"Entre árabes e judeus" de Helena Salem

                                                                                                                                                                          © Simon Lourié

O que significa ser uma menina judia, de nome árabe a viver num país católico a frequentar escola protestante? O que significa ser uma jornalista brasileira, de origem judaica a cobrir uma guerra árabe-israelense, nos países árabes e com posições solidárias aos palestinianos?

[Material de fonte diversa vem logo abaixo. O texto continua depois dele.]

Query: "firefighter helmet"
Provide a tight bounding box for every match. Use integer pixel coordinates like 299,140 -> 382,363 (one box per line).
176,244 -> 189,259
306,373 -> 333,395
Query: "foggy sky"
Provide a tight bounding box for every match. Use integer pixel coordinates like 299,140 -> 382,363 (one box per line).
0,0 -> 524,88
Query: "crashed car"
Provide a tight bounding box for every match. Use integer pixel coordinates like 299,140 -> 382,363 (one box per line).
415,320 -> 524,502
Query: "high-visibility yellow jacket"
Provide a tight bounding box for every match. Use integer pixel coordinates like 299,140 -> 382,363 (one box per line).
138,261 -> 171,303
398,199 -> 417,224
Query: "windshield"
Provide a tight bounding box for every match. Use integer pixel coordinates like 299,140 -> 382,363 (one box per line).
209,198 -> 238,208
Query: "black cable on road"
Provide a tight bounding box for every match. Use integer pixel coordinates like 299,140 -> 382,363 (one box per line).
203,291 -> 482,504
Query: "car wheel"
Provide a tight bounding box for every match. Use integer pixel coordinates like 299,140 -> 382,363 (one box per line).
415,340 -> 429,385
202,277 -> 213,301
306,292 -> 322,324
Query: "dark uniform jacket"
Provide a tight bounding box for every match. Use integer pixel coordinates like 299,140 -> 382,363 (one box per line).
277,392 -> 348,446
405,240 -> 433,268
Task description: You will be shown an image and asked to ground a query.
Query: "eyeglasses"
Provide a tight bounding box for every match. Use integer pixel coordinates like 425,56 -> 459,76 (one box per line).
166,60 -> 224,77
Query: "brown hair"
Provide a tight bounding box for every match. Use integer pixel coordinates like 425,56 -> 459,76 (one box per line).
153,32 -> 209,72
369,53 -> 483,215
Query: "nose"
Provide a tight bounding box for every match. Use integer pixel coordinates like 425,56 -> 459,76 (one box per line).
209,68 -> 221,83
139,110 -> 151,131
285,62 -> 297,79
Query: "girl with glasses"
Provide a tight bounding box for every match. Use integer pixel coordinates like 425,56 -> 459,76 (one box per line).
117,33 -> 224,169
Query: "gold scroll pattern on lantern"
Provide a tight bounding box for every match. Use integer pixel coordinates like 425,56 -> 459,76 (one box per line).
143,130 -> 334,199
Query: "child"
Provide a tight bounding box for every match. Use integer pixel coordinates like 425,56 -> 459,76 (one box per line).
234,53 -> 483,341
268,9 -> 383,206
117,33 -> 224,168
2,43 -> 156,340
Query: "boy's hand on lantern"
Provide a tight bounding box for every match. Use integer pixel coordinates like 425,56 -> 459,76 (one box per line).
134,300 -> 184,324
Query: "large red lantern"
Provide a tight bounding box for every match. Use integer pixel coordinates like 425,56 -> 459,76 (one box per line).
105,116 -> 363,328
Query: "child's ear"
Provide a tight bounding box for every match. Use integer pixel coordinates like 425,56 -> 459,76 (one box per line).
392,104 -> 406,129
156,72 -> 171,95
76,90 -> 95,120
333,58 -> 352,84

Em Outubro de 1973, a Guerra do Ion Kipur detonou uma situação limite na vida da jornalista Helena Salem. Escalada para cobrir o conflito, com o tempo amadureceu as suas reflexões: que guerra era essa, entre árabes e judeus? Nesta obra autobiográfica exemplar, a autora procura, com paixão, franqueza e autenticidade, juntar “a garotinha que se sentia judia e diferente no colégio, com a adolescente que jurou nunca casar na sinagoga e a correspondente de guerra que assumiu uma suposta origem árabe para circular livremente pelos Egito, Síria e as montanhas do Líbano”.


Na solidão daqueles primeiros dias (e de tantos, tantos depois), o desafio era ter coragem de sair do hotel, entender-me por mímica com as pessoas e tentar também entender o que se passava na cidade, no país. Por exemplo. Apenas anoitecia, e via todos a começarem a comer, inclusive sentados em rodinhas, nas calçadas. O que seria aquilo? Um certo pudor de perguntar diretamente (jornalista que se preze deve disfarçar a ignorância), até descobrir. Ramadã, jejum diurno praticado uma vez por ano pelos muçulmanos, durante um mês. Como o calendário islâmico é diferente do católico (assim como o judaico), eu não sabia que Ramadã, naquele ano, caía em Outubro. Também não sabia que o fato de ser mulher pudesse implicar tantas dificuldades. Parecia que não era possível eu estar lá apenas a trabalho. Não podia. Ou que o trabalho fosse outro. Tudo bem, devia então provar duas vezes meu objetivo, sendo tão valente e decidida quanto um “homem”. Isso, igualmente na relação com os desenvolvidos jornalistas europeus. Do contrário, sem erro, seria a velha máxima: vacilou, dançou.

                                                                          ***

(Inevitável. Impossível sair correndo, impossível mudar a história. Esta guerra pode levar a um não sei quê, e eu não posso sair fora. Que jornalista o quê? E se começam a bombardear o Cairo? E se eu morrer aqui? Que coisa mais estúpida! Se ainda fosse a revolução no Brasil… Mas morrer numa guerra entre árabes e Israel… não tenho nada a ver com isso. Que estupidez, meu Deus. E ainda mais sou judia. Não, ninguém, ninguém pode saber. No meio de uma guerra não importa o que a gente pensa, não importa o que a gente é, não numa guerra como esta. Nesta guerra, em princípio sou inimiga. Não haverá jeito de explicar, muito menos de provar. Ninguém pode saber. Nem Niccola, nem Mahmoud nem Alá nem Jeová.)



Helena Salem, autora de um dos títulos da colecção Judaica, Entre árabes e judeus, é mãe da escritora Tatiana Salem Levy. Tatiana colabora mensalmente com o Blog da Cotovia e seu livro A Chave de casa foi publicado na colecção Sabiá.